We're also doing a technology for search-and-rescue and other kinds of mobile teaming/cooperation, as part of a DARPA-funded consortium called ACERT. 

Broadly, much of our current work uses techniques similar to the ones employed by the new generation of peer-to-peer file systems.   We depart from this prior work by combining peer-to-peer communication with a type of protocol called a "gossip" or "epidemic" dissemination mechanism.  We also use a very different style of data structure (the hierarchical structures used in our work are purely abstractions, while the tree structures in systems like Pastry, Tapestry or Chord are "real").    The resulting mixture of solutions scales well, has fascinating quality-of-service properties, and offers great performance.  For example, our new Ricochet protocol slashes latencies while offering incredible throughput and reliability relative to past work on reliable multicast.  The connection to peer-to-peer communication is that Ricochet gets its speedups by computing what we call "lateral error correction" packets, which are shared using a protocol related to gossip.

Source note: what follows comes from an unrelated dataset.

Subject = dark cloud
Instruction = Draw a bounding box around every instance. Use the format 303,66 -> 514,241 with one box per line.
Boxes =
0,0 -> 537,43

Ricochet is just one example among many.  We're finding that by mixing new peer-to-peer ideas with classical protocols, we can obtain exciting mixtures of scalability, reliability and even security guarantees, and that we can present the solutions in a number of ways (they don't look anything like peer-to-peer file systems, despite using a peer-to-peer style of communication).  There are no centralized servers or other single points of failure.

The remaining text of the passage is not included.